In one state of India recently Christians have been attacked by Hindu mobs who seek to force them back into Hinduism. A Christian family was burned to death when their house was set fire by a screaming mob. Many were forced to flee to the forest and try to survive in the wild.

In Laos, Christians, who refuse to worship the ancestral gods, have been robbed of their livestock and farms and forced out of their villages.

III. So what can we do?

A. We can hold up these persecuted brothers and sisters in prayer.
The author of Hebrews was writing at a time when many believers were being killed or imprisoned.
In Hebrews 13:3 he writes, “Remember those who are in prison, as though in prison with them; and those who are ill-treated, since you also are in the body.”
They may not know that we are praying for them, but God will make our prayers give them strength.
We can pray that the lives of the persecuted believers will be so pure and loving and righteous that others will see the Truth they confess.
We can pray that the Faith will not die out in these nations where there are so few believers.

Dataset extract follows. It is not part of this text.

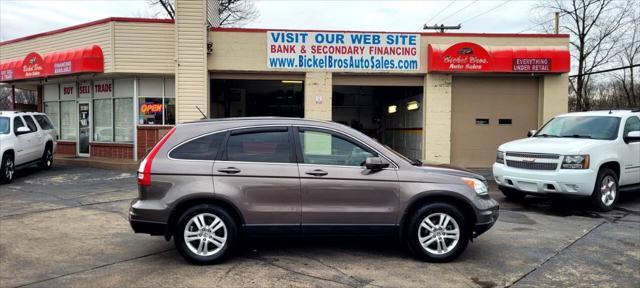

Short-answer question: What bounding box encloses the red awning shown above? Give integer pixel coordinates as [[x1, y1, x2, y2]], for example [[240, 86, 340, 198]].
[[0, 45, 104, 82], [428, 42, 570, 73]]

B. And we should give thanks to God that we are not faced with such terrible choices as they are but can worship freely and speak of our Lord to others.

C. And, most of all, we can make use of our opportunities for worship and fellowship and service.

It is sad that so few in this care facility come to worship services and Bible studies.
Many here have gone to church in times past and consider themselves Christians. But they no longer practice their faith in fellowship with other believers.
And yet it is so easy, and there’s so little cost to us to be faithful to our Lord.

This story comes from the early days of Christianity, during the terrible persecution of the emperor Diocletian.

It was the year 304. A group of 49 Christian believers was meeting secretly in one of their homes in Abitene, a town in what is now Tunisia. Among them was Senator Dativus, the priest Saturninus, the virgin Victoria, and the reader Emeritus.
They were gathered to celebrate the Lord’s Supper.

Suddenly, soldiers burst in and arrested them. They were taken to Carthage to Proconsul Anulinus to be interrogated.

When the Proconsul asked them if they kept the Scriptures in their homes, the martyrs answered that they kept them in their hearts.

As they were tortured, they bore witness to their Lord. As Emeritus was being tortured the Proconsul asked him: “Why have you received Christians in your home, transgressing the imperial dispositions?”
“Sine dominico non possumus” (we cannot live without Sunday), answered Emeritus. Emeritus explained that without the gift of worship and fellowship Christians simply could not live.

On that day 49 followers of Jesus gave their lives because they refused to deny their Lord by refusing to gather together in worship.

We read this in the book of Hebrews (10:23-25):

“Let us hold fast the confession of our hope without wavering,
for he who promised is faithful;
and let us consider how to stir up one another to love and good works,
not neglecting to meet together, as is the habit of some,
but encouraging one another,
and all the more as you see the Day drawing near.”

CONCLUSION

In all of the Beatitudes, Jesus is the great example:

“Blessed are the poor in spirit…” Jesus was humble; he is poor in spirit.
“Blessed are those who mourn….” Jesus is the “man of sorrows”; his heart is moved by the sorrows of the world.
“Blessed are the meek…” Jesus is meek and lowly in heart—always gentle with the weak and sinful.
“Blessed are those who hunger and thirst for righteousness…” Jesus always hungered and thirsted to do the will of the Father.
“Blessed are the merciful…” Jesus is merciful; he said, “Father, forgive them for they know not what they do.”
“Blessed are the pure in heart…” Jesus is pure in heart; he was always obedient to his Father.
“Blessed are the peacemakers…” Jesus is our peacemaker; he made peace by the blood of his cross.
“Blessed are those who are persecuted for righteousness’ sake…” Jesus suffered and died that he might bring us to God.

The surest way to experience the truth of these beatitudes is to keep our eyes on Jesus.

As we worship Jesus, as we love Jesus, as we obey Jesus, we gradually become more and more like him.
Christ is formed in us and he lives through our lives.
Then the blessedness Jesus promised will fill our lives.